En el primer artículo del blog, analizamos la situación del PSC en Badalona haciendo hincapié en que la división interna entre aquellos que querían pactar con partidos de izquierdas y aquellos que se sentían más cómodos haciendo lo propio con partidos situados más a la derecha del espectro político.

Esta dicotomía a la que hacíamos mención a nivel local se repite también a nivel estatal. Como ya hablamos en “Juego de Escaños” cuando analizamos las opciones del PSOE en el Congreso, en el seno del partido socialista se está librando una batalla interna. De un lado, los partidarios de Pedro Sánchez, y de otro, los críticos. O lo que es lo mismo, aquellos que están deseando que Susana Díaz dé el salto a la política nacional.

De momento, Pedro Sánchez va ganando la guerra interna. Ha conseguido aplazar el congreso de la formación hasta después de la más que posible celebración de las elecciones anticipadas e ir marcando el tempo en las negociaciones para intentar formar gobierno.

Mucho ha cambiado en la relación entre Pedro y Susana desde que el primero se postuló a la secretaría general hasta hoy en día.
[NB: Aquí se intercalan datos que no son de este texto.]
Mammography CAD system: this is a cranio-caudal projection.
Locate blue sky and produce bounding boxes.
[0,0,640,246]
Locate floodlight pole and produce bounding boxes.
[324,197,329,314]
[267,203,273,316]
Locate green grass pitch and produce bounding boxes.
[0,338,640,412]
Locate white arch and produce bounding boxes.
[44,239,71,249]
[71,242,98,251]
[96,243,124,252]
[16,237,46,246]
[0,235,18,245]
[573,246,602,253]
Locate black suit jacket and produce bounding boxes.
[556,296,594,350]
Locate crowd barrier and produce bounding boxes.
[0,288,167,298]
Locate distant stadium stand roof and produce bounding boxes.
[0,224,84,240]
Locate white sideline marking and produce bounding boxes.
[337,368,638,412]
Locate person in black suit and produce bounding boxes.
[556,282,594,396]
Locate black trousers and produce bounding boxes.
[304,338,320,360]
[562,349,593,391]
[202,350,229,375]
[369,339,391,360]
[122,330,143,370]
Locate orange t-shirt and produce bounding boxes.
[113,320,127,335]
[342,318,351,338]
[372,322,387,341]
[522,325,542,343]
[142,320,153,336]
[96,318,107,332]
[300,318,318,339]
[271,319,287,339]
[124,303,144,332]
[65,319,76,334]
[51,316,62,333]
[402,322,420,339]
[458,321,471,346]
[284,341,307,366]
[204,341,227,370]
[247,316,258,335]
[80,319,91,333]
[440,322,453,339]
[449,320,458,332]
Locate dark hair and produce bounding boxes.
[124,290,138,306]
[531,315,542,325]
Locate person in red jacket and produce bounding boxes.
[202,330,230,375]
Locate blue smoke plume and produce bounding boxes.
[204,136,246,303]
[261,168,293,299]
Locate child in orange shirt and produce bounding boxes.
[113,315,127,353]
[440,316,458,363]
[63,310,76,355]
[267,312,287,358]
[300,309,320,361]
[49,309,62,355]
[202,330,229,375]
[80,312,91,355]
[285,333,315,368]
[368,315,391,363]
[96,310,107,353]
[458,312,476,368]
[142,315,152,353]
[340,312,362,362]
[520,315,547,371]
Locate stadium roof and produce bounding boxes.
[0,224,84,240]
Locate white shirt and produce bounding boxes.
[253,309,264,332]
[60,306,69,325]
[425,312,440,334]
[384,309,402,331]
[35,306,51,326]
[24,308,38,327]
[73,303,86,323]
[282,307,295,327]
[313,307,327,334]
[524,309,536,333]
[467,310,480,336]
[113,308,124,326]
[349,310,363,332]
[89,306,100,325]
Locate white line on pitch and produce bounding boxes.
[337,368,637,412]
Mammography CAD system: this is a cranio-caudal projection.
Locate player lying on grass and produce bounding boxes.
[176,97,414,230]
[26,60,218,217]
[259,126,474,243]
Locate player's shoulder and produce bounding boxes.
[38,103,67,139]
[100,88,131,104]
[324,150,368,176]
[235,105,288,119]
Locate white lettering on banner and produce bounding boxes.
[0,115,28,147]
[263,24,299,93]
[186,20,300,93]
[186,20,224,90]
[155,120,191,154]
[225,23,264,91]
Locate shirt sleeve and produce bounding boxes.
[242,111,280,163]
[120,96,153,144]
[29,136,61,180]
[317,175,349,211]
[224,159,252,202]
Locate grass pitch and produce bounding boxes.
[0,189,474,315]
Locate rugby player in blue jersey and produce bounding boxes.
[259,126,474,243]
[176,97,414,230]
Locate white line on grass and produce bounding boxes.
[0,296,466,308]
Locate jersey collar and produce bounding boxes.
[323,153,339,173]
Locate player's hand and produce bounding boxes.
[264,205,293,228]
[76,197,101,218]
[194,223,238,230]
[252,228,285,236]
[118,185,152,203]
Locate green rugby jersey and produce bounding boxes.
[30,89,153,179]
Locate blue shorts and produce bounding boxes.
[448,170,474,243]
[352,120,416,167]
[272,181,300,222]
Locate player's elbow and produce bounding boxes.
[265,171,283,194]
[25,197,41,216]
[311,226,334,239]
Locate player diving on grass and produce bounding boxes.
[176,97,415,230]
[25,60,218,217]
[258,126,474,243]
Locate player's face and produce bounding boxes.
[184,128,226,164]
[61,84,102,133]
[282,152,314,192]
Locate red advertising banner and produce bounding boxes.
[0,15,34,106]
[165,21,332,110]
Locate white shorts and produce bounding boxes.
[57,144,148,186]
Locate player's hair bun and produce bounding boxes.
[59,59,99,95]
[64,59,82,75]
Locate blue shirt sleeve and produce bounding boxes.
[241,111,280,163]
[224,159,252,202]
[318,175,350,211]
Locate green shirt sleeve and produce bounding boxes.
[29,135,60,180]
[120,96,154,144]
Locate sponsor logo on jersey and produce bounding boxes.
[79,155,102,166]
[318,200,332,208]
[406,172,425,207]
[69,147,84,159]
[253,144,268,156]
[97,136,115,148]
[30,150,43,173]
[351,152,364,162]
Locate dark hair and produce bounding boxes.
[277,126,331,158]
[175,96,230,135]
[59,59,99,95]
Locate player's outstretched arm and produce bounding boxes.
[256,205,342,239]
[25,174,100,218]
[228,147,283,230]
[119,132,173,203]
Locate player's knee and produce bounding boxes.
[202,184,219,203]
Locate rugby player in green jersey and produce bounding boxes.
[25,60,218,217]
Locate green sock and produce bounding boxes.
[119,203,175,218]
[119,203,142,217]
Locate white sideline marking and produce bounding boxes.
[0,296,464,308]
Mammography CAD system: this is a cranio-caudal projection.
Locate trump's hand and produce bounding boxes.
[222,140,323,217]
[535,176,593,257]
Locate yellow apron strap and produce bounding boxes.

En un principio, al madrileño se le acusó de ser una marioneta de la presidenta andaluza, mientras que hoy todo indica que Díaz estaría preparando el terreno para competir con Sánchez por el liderazgo del partido, decepcionada por su forma de dirigirlo.

El título del post es “Pedro debe caer”, no porque espere la caída del dirigente socialista, sino porque hasta que el PSOE no resuelva su guerra interna no sabremos hacia dónde se encamina.

Por un lado, dicen que quieren pactar con Podemos, mientras que por el otro acuerdan con el PP y Ciudadanos repartirse los puestos de la mesa del Congreso y la Comisión Permanente. Por un lado, dicen que quieren aplicar políticas progresistas, mientras que por el otro presentan un acuerdo de “reformas” con un partido como Ciudadanos, cuyo máximo exponente económico es un liberal como Luis Garicano.

La guerra interna tiene dos soluciones, y ambas se avecinan difíciles para el PSOE. Puede ganarla el sector de Sánchez, lograr imponer su visión, volver a intentar ser un partido de izquierdas y que haya una fuga de votos hacia Ciudadanos. O bien puede ganarla el sector de Díaz, pactar una gran coalición y que la fuga de votos se produzca igualmente, pero dirección Podemos. Ambas soluciones serían tremendamente negativas para el PSOE tal y como lo conocemos hoy en día. Podría existir una tercera vía, que es mantener el partido tal y como está actualmente, aplicando masilla en las grieta que van surgiendo, pero arriesgándose a que la fuga de votos se produzca en ambas direcciones.

Pedro Sánchez caerá, más pronto que tarde, porque ni siquiera la victoria en la guerra interna del partido le garantiza estabilidad en el cargo. Esa victoria sumada a una pérdida de votos le podría acarrear de igual manera la salida de la secretaría general del partido. Quizás su única salida para mantener el puesto es ser investido presidente del gobierno. De ahí sus esfuerzos, a veces desesperados, por intentar lograrlo. Una investidura le serviría para aplacar a los críticos en el partido (¿alguien se imagina a un partido apartando a su líder siendo este presidente del gobierno?) y le garantizaría cuatro años de libertad para dirigir la política del partido y del país.